Wright plans to be at the next meeting of the Board of Education to answer questions about the project. A vote would be needed that night to meet the deadline.

“We have been in discussions with the Board of Education, the superintendent,” Wright said. “Everything seems positive.”

The school board is scheduled to meet at Isabella High School on Sept. 22 at 5 p.m. for a work session and a voting session at 6 p.m. (Both meetings are open to the public.)

Local governments for Maplesville and Jemison each signed the agreement late last month. The Maplesville Town Council held a special called meeting on Sept. 27 to give Mayor W.C. Hayes approval to sign the document. He did so later that day. Jemison Mayor Eddie Reed signed the document on Sept. 24.

Governments for Thorsby and Clanton as well as the County Commission approved the agreement during regular scheduled meetings in September.

Each of the governments monetary portion for infrastructure was determined by the 911 funding formula based on call volume to the area. The school system’s portion was determined based on an estimate of how many radios it will have on the system. The infrastructure payments will be made for 10 years. Additional maintenance costs will also be paid by each entity.

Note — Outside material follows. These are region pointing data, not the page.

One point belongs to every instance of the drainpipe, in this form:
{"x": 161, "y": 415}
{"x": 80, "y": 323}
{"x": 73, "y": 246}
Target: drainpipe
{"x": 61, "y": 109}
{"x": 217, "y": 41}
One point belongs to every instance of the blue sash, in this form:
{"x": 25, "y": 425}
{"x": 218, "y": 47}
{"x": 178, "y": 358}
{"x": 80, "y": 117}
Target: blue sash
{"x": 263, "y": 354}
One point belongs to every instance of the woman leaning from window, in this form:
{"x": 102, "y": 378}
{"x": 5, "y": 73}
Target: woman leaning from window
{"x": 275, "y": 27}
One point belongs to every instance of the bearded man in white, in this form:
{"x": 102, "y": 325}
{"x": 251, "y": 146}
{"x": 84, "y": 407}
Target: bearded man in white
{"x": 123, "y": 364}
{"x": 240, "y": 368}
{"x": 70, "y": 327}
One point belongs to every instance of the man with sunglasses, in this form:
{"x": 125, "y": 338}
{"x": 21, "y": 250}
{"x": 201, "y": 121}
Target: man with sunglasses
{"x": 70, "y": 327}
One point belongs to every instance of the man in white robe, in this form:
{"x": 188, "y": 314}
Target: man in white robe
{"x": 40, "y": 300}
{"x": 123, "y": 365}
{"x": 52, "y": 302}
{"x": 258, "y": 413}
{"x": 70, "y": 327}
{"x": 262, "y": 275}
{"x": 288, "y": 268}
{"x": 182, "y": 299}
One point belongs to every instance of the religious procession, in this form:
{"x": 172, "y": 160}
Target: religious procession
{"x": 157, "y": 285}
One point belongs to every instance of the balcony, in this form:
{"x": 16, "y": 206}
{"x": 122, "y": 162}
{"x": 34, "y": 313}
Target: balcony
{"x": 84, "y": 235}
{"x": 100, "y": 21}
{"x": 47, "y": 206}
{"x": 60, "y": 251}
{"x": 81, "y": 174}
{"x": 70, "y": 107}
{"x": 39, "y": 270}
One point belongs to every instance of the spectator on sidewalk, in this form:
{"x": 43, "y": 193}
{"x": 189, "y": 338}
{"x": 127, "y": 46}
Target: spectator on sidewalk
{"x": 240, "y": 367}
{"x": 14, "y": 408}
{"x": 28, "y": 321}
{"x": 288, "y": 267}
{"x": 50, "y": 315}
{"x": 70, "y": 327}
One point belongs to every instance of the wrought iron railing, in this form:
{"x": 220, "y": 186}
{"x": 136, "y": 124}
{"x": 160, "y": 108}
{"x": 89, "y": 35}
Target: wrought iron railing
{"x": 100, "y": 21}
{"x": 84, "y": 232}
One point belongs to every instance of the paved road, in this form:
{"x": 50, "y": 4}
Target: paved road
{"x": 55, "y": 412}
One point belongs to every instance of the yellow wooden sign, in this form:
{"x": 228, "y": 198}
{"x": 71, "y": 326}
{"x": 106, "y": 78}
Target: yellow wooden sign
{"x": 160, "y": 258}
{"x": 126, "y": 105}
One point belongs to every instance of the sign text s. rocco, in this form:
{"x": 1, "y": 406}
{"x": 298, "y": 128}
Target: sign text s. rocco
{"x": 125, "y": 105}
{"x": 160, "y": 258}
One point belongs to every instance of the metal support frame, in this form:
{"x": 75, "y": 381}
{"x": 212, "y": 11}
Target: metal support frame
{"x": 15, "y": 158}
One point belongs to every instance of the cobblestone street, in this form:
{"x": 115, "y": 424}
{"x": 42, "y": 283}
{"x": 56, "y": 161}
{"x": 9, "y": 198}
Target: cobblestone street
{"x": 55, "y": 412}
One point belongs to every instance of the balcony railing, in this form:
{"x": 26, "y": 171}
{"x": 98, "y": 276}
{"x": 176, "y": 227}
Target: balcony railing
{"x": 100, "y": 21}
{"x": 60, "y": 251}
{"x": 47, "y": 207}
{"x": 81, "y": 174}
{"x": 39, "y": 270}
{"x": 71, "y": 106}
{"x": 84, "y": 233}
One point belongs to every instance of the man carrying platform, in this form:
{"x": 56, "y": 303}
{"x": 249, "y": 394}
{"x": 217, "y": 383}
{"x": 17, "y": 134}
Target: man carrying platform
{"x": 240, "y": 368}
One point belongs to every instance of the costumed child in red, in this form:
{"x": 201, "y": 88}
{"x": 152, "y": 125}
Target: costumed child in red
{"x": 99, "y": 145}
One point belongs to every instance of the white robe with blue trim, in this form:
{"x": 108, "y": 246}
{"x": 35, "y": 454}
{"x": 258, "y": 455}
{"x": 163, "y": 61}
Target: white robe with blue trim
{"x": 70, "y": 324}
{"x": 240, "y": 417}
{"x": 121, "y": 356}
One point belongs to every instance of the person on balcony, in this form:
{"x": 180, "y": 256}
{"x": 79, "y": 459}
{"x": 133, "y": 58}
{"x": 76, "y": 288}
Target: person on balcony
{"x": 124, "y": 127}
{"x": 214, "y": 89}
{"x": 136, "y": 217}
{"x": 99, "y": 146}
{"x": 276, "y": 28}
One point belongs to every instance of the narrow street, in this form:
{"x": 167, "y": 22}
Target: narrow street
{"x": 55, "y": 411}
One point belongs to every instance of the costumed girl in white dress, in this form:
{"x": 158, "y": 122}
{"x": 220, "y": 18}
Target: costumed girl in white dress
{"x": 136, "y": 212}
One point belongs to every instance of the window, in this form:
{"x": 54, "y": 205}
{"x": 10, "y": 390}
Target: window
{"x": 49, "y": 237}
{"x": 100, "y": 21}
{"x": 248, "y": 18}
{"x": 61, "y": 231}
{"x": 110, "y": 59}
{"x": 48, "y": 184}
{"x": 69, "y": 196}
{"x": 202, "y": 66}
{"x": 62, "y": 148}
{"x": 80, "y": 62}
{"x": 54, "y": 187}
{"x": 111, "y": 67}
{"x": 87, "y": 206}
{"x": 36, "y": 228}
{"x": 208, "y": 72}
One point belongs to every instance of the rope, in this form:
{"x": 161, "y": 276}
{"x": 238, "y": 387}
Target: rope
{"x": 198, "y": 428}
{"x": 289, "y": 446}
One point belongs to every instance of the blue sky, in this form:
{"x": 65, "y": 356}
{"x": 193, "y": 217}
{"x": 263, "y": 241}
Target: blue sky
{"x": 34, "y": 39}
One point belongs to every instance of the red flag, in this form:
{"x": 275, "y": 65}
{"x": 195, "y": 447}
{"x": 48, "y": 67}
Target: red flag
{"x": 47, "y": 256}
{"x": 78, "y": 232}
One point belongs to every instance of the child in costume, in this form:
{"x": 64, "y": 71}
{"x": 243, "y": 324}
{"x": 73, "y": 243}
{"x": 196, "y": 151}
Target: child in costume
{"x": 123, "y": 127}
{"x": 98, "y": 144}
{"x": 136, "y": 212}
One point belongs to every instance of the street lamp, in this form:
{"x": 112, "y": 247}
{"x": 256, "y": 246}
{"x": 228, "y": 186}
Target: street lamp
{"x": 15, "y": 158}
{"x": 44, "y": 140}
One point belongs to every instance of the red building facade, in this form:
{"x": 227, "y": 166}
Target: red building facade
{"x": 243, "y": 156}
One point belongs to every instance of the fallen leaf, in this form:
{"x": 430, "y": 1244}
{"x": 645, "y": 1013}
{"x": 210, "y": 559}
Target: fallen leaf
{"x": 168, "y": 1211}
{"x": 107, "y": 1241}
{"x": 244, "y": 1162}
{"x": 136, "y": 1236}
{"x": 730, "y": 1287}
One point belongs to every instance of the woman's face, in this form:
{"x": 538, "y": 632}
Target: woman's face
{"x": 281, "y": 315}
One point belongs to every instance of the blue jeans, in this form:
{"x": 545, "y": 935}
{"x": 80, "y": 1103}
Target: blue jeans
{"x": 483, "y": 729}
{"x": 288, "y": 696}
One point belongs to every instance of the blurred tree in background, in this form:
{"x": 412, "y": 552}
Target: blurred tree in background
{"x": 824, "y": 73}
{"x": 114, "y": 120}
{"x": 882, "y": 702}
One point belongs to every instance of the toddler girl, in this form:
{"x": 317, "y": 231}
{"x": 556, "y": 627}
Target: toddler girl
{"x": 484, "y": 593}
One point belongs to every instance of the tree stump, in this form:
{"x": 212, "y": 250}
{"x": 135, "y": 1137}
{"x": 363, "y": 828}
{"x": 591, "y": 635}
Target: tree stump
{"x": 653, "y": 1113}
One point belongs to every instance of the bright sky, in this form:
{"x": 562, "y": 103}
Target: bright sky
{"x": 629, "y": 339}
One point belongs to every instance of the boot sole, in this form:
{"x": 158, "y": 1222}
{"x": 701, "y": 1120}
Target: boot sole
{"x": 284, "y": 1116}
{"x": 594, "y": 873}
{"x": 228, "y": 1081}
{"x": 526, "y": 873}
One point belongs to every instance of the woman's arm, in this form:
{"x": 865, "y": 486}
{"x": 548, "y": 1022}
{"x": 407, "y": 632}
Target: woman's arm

Having the Board of Education join the agreement would increase safety by enhancing the communications with the school buses. Wright said each radio in the bus would have a button the would connect the driver to 911 dispatch.

“It would give them a direct link to us and to law enforcement,” Wright said.

Each of the buses would also be able to communicate with each other and the school system radio.

The public safety communications system has been proposed to address “dead zones” with the cell phones that emergency services are currently using as radios.